Imagine being a teacher in France. You come out in a cold sweat at the prospect of telling your class about Voltaire, Rousseau or Diderot. You’re terrified one of their parents will post your details on an extremist forum. You leave your workplace after dark wondering if someone’s waiting to attack you. Shocking as it may seem to British ears, this is the reality for secondary school History teachers across the Republic.
There always was an element of amicable combat in French education, of course; it encourages intense engagement. Teachers have been considered and trained as the foot soldiers of the Republic since the 1880s. With the birth of the Third Republic, education was wrested from the hands of the Catholic Church and made free, mandatory and secular. During their training years, teachers were nicknamed the “Black Hussars”, since they wore a black uniform and looked decidedly serious.
Their task was to spread rational thinking, esprit critique, the values of the Enlightenment — and to root out religious intolerance and superstition from their classes. In every village, across France, they gained status, offering a counter-power to the local priest. Their aim was clear: to emancipate young minds that had been too long controlled by the Church. It wasn’t easy.
Today, still, teachers are seen as playing a crucial role in French society by educating future citizens, by teaching them to reason and think critically. Many French teachers consider their work a public duty, which they carry out with determination, conviction and sometimes a heightened sense of sacrifice. Samuel Paty was among them, before he was brutally murdered by an 18-year-old Chechen Islamist on 16 October.

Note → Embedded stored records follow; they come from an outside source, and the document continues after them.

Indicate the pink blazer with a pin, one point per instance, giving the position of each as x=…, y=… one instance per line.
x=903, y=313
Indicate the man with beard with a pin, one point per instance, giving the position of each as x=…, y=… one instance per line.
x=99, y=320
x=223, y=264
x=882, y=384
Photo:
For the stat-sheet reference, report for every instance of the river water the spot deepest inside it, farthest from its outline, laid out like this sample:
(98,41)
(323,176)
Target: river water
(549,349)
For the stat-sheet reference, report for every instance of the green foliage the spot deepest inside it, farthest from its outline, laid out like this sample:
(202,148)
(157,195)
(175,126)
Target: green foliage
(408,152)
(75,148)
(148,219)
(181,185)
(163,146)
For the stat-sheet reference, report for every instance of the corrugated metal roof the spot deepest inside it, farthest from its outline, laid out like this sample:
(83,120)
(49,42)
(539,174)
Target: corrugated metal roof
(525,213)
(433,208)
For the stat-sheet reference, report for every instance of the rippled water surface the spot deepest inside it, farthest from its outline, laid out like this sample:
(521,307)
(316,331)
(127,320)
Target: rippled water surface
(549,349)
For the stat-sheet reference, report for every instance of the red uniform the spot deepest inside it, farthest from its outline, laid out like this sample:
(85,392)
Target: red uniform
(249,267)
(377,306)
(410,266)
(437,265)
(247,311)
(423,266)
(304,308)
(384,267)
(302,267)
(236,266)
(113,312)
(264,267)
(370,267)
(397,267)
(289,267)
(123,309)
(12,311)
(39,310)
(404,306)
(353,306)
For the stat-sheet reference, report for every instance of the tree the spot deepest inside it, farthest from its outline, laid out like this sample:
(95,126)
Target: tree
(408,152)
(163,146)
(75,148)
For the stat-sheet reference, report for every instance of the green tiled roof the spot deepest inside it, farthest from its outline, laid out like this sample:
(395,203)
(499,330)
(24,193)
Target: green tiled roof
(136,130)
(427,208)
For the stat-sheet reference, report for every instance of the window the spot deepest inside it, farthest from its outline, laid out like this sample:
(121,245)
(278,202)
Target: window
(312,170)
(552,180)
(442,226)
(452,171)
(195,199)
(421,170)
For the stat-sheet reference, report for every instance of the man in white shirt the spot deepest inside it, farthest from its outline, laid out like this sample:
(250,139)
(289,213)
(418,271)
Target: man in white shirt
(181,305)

His assassination has revealed the many failures of an institution and its people, but it has also prompted a new determination to tackle the roots of religious separatism — which has been gaining influence in France since the 1980s. A recent poll conducted by the IFOP institute for the Jean Jaurès Foundation, on the sixth anniversary of the Charlie Hebdo attacks, shows that “religion has seeped through State Education in a way that is now affecting teachers’ work and lives.” Teachers and their managers tend not to confront it with the resolve and courage of their predecessors. This is indeed one of the most shocking findings of this poll: for fear of ruffling too many feathers, scared for their personal safety, many teachers in France resort to self-censorship.
Fatiha Agag-Boudjahlat, who teaches History and Geography in Toulouse, is an anomaly: an educator willing to publicly declare her political opinions. In her essay “Le Grand Détournement”, which gained her the Laïcité Award in 2019, she argued that a semantic aberration was slowly undermining French democracy. Little by little, she wrote, concepts and words have been turned upside down, or “deviated” from their meaning, by relativists of all hues: tolerance is being used to justify intolerance, antiracism to validate essentialism, and feminism to claim, for instance, that religious garments are a new form of freedom for women.